(Photo: Jess Kapadia)
What is furikake? It’s your steamed rice’s match made in salty umami heaven. (Photo: Jess Kapadia.)

When dining at a Japanese restaurant, you may have wondered what that “ground-up sushi stuff” on top of your rice is. Fact: It is ground-up sushi stuff, but its proper name is furikake, and once you get to know it, you may have trouble downing a bowl of rice without it.

The most basic recipe includes flaked dried seaweed (also known as nori), sesame seeds, salt and sugar. More elaborate versions exist for every palate and craving, but no matter what’s in the shaker, it’s really only meant to jazz up your short-grain rice. A bowl of perfectly cooked white rice is a staple of nearly every meal in Japan, and furikake is one of the only acceptable accoutrements (apologies to those who douse their sacred grain in soy sauce before consuming).

In addition to providing nutrition from the seaweed and sesame seeds, the umami and salt from added MSG and/or other savory components like dehydrated ground chicken, tiny shrimp, dried shiso leaves, matcha powder, bonito or pollack roe turns an ordinary starch into something much more satisfying.
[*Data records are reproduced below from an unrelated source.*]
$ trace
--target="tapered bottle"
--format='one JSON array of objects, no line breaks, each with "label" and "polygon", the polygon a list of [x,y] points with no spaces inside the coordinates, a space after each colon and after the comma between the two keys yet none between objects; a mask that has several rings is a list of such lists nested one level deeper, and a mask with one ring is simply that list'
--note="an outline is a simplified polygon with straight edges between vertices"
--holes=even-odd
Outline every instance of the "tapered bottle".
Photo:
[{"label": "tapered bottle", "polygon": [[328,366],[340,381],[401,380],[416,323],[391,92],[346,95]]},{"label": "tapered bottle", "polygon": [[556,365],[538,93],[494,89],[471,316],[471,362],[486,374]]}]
When furikake hits the steam of freshly cooked rice, the ensuing scent is intoxicating.

A selection of different flavors of furikake at an Asian supermarket. Take your pick!

Now a trendy seasoning fueling everything from ramen and fried eggs to French fries and hot dogs topped with kewpie mayo and Asian slaw, furikake is more popular than ever. NYC-based chef Aliya Leekong loves sprinkling the stuff on top of rice but takes it one step further: She whips up a crunchy blend of buttery popcorn seasoned with her homemade furikake, soy sauce and senbei (assorted Japanese rice crackers) for a salty snack you won’t be able to stop eating.